From Texas Public Radio:
In the early morning of Jan. 31, 2002, Robert Roberson entered an East Texas emergency room. His two-year-old daughter, Nikki, was in his arms. She was limp and non-responsive. Her lips were blue. The hospital staff put Nikki on life support and tried to resuscitate her.
And they called the police on Roberson. They thought they had a case of shaken baby syndrome on their hands.
But testifying Wednesday to the Texas legislative Committee on Jurisprudence, Dr. Roland Auer, a Canadian neurosurgeon who has testified in similar cases, said Nikki was not the victim of abuse.
“Nikki died of consequences of pneumonia— cardiac arrest — and she was basically brain-dead in a living body,” Auer said.
At that time, medical experts were told to watch out for shaken baby syndrome deaths.

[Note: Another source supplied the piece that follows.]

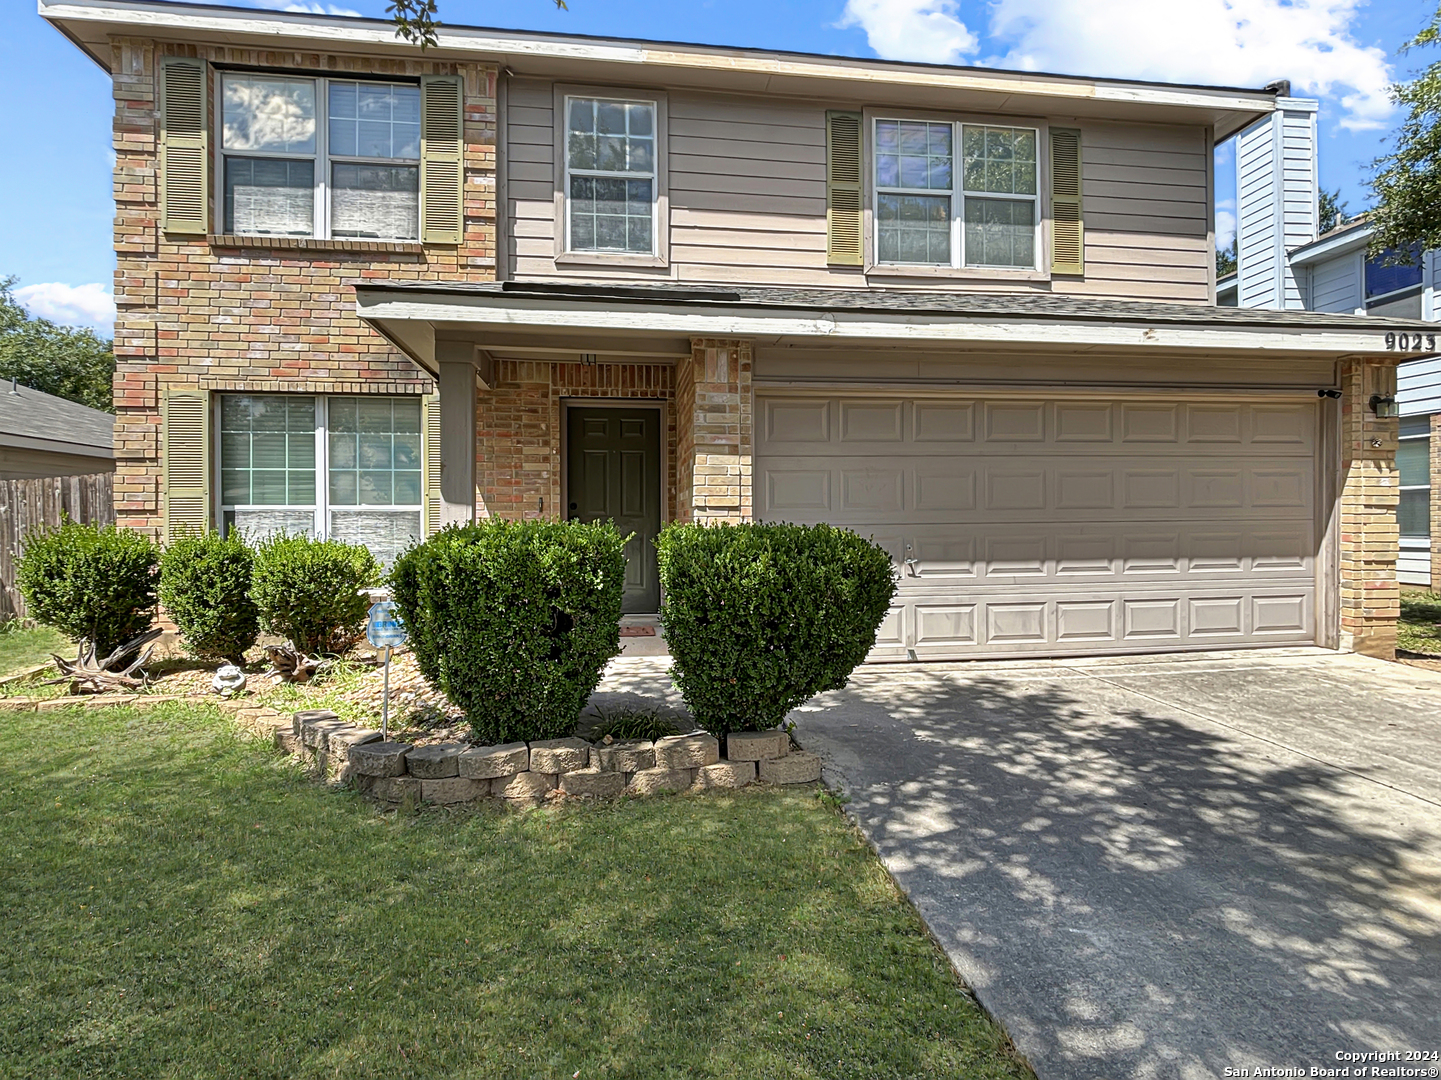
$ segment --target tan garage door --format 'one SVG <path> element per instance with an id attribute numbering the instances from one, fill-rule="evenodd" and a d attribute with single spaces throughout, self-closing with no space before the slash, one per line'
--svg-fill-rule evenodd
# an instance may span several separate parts
<path id="1" fill-rule="evenodd" d="M 1313 640 L 1305 401 L 761 395 L 756 514 L 902 569 L 876 658 Z"/>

Auer said that medical diagnosis was wrong.
“But what are you going to do when you see bleeding in the inside and nothing on the outside? You’ve got to make up some theory and that’s how shaken [baby] theory came about,” he told lawmakers. And then it becomes a ‘who-done-it?’ rather than a ‘what happened?’”
The American Academy of Pediatrics says shaken baby syndrome — now called “abusive head trauma” — remains a significant cause of death and injury in children. The Academy recommends that pediatricians remain vigilant for the signs of abusive head trauma.
Roberson is on the autism spectrum. The arresting officer said the fact that he displayed little emotion to both the medical crisis and the death of Nikki contributed to his being arrested for her murder.